Fisk has covered the Iranian revolution, the Iran-Iraq war, the Persian Gulf War, and the conflict in Algeria. He was one of two Western journalists to stay in Beirut during the Lebanese civil war. He wrote a book on the conflict, Pity The Nation. Fisk has also reported the Israeli-Palestinian conflict.
Fisk is one of the most highly decorated British journalists. He won the Amnesty International UK Press Awards in 1998 for his reports from Algeria and in 2000 for his articles on NATO bombing of Yugoslavia. He has also received the British International Journalist of the Year award seven times.
After the U.S. launched its attack on Afghanistan shortly following the September 11, 2001 Terrorist Attacks, Fisk was transferred to Pakistan to provide coverage of that conflict. His wrote a graphic account of his own beating at the hands of Afghan refugees.

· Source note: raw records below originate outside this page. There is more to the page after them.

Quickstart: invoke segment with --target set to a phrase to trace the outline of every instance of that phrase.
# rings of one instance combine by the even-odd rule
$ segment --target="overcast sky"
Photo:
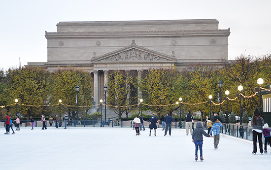
[[[47,62],[61,21],[216,19],[231,28],[229,59],[271,53],[271,0],[0,0],[0,69]]]

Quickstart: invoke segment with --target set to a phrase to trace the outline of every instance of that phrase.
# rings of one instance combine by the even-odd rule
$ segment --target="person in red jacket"
[[[9,116],[8,116],[8,114],[6,113],[5,115],[5,130],[6,131],[6,133],[5,133],[5,135],[9,134],[9,124],[10,124],[10,118],[9,118]]]

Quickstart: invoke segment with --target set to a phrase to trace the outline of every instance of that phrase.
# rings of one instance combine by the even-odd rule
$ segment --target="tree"
[[[58,103],[61,99],[62,103],[65,105],[63,109],[68,114],[69,117],[71,114],[73,119],[75,118],[76,92],[75,88],[76,85],[80,87],[78,96],[78,105],[89,105],[89,107],[90,107],[93,93],[91,90],[92,78],[90,73],[82,70],[68,68],[60,68],[52,72],[52,75],[54,87],[51,95],[52,101],[53,103]],[[78,112],[85,112],[89,107],[79,107]]]
[[[217,83],[219,78],[219,71],[214,67],[199,64],[187,68],[182,71],[183,77],[188,84],[186,87],[187,102],[191,103],[200,103],[198,105],[187,105],[191,110],[201,112],[201,120],[203,121],[203,113],[209,113],[209,107],[206,101],[208,96],[213,96],[217,91]],[[214,106],[217,107],[216,106]],[[213,106],[214,107],[214,106]]]
[[[225,118],[223,111],[221,111],[219,112],[219,117],[220,117],[221,120],[222,120],[222,122],[221,122],[222,123],[226,122]]]
[[[165,111],[172,115],[179,107],[176,104],[182,94],[182,82],[176,68],[150,69],[145,73],[141,83],[144,101],[148,108],[158,113],[158,117]]]
[[[50,74],[40,68],[9,68],[6,72],[7,92],[10,101],[19,100],[23,115],[37,116],[46,113],[43,107],[50,102],[49,95],[51,91]]]
[[[137,107],[137,78],[133,71],[109,70],[107,74],[108,91],[106,102],[110,108],[121,119],[123,113],[128,119],[128,113]],[[133,107],[128,106],[134,105]]]
[[[236,117],[235,117],[235,114],[233,111],[231,113],[230,119],[229,119],[229,123],[236,123]]]

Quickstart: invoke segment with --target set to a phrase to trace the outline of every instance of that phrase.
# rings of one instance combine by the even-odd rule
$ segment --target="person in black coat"
[[[154,129],[154,136],[156,136],[156,129],[157,129],[157,126],[156,126],[156,122],[158,123],[158,125],[159,125],[159,121],[158,121],[158,119],[157,119],[157,118],[156,116],[155,116],[154,113],[152,113],[152,116],[150,117],[150,119],[149,119],[149,122],[150,123],[150,125],[149,126],[149,128],[150,129],[150,135],[149,136],[151,136],[151,130],[153,129]]]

Fisk has written about being the target of hate mail and death-threats from extremist Americans, which culminated in the actor John Malkovich's public statement in May 2002 at the Cambridge Union that he would like to shoot Fisk.

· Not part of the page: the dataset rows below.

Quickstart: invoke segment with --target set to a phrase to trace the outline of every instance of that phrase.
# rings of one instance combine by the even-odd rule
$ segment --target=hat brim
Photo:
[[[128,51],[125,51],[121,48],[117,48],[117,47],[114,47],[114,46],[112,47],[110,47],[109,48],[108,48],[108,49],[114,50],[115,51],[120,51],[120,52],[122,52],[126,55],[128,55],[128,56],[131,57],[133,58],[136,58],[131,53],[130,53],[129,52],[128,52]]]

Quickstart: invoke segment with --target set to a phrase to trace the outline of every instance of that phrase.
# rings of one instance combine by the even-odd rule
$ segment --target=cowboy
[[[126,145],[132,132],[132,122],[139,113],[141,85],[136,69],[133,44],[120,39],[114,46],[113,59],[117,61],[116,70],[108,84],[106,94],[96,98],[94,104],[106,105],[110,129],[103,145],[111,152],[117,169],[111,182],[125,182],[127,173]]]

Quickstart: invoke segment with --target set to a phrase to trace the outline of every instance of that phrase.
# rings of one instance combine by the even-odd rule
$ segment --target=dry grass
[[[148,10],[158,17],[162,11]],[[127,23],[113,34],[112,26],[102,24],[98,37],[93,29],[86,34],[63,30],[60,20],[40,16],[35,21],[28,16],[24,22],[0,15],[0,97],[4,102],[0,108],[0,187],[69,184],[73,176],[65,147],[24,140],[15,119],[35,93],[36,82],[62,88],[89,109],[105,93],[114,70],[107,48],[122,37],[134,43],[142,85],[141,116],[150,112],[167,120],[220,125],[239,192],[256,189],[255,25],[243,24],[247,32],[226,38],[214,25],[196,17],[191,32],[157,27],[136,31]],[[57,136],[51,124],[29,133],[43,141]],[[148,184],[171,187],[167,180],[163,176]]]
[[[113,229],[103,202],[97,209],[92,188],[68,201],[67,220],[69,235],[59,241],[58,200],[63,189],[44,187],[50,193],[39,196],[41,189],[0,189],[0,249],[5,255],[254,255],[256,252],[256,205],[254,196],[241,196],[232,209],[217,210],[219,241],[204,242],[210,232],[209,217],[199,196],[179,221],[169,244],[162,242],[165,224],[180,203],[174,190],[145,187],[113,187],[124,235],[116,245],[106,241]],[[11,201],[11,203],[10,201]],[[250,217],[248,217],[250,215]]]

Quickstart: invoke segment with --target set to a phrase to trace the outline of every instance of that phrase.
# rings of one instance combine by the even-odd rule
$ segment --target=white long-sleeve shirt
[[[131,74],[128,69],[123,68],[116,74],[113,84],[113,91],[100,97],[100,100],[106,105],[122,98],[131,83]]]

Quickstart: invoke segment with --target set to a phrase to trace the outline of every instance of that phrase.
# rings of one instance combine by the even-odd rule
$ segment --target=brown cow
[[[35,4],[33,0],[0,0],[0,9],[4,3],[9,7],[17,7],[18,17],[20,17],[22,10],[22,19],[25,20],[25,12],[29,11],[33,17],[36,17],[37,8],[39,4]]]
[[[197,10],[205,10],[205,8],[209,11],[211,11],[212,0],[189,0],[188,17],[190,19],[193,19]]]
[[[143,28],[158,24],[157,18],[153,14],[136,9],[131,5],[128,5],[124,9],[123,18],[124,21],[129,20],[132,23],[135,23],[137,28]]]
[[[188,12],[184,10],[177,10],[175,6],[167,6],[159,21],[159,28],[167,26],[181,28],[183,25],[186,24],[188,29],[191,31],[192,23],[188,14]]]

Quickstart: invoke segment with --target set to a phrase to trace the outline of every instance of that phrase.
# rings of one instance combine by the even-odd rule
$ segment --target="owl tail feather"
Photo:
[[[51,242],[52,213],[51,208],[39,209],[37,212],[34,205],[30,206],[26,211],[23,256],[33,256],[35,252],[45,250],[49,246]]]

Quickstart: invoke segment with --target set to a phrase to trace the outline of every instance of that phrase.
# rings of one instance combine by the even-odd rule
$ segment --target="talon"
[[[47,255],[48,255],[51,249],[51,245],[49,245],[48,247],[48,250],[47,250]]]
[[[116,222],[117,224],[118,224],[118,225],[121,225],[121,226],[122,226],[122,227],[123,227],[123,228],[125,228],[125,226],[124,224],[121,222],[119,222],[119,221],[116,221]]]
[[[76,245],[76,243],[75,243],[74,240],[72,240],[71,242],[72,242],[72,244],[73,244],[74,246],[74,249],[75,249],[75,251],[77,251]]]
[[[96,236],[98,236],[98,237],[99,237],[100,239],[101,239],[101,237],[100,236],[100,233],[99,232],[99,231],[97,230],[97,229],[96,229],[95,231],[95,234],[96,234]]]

During the 2003 Invasion of Iraq and the ensuing U.S.-led occupation of Iraq, Fisk was stationed in Baghdad and filed many eyewitness reports, including the looting of the National Museum of Iraq.
The term fisking (a "A point-by-point refutation of a blog entry or a news story") arose in the blogosphere because of frequent refutations by right-wing commentators of Fisk's articles.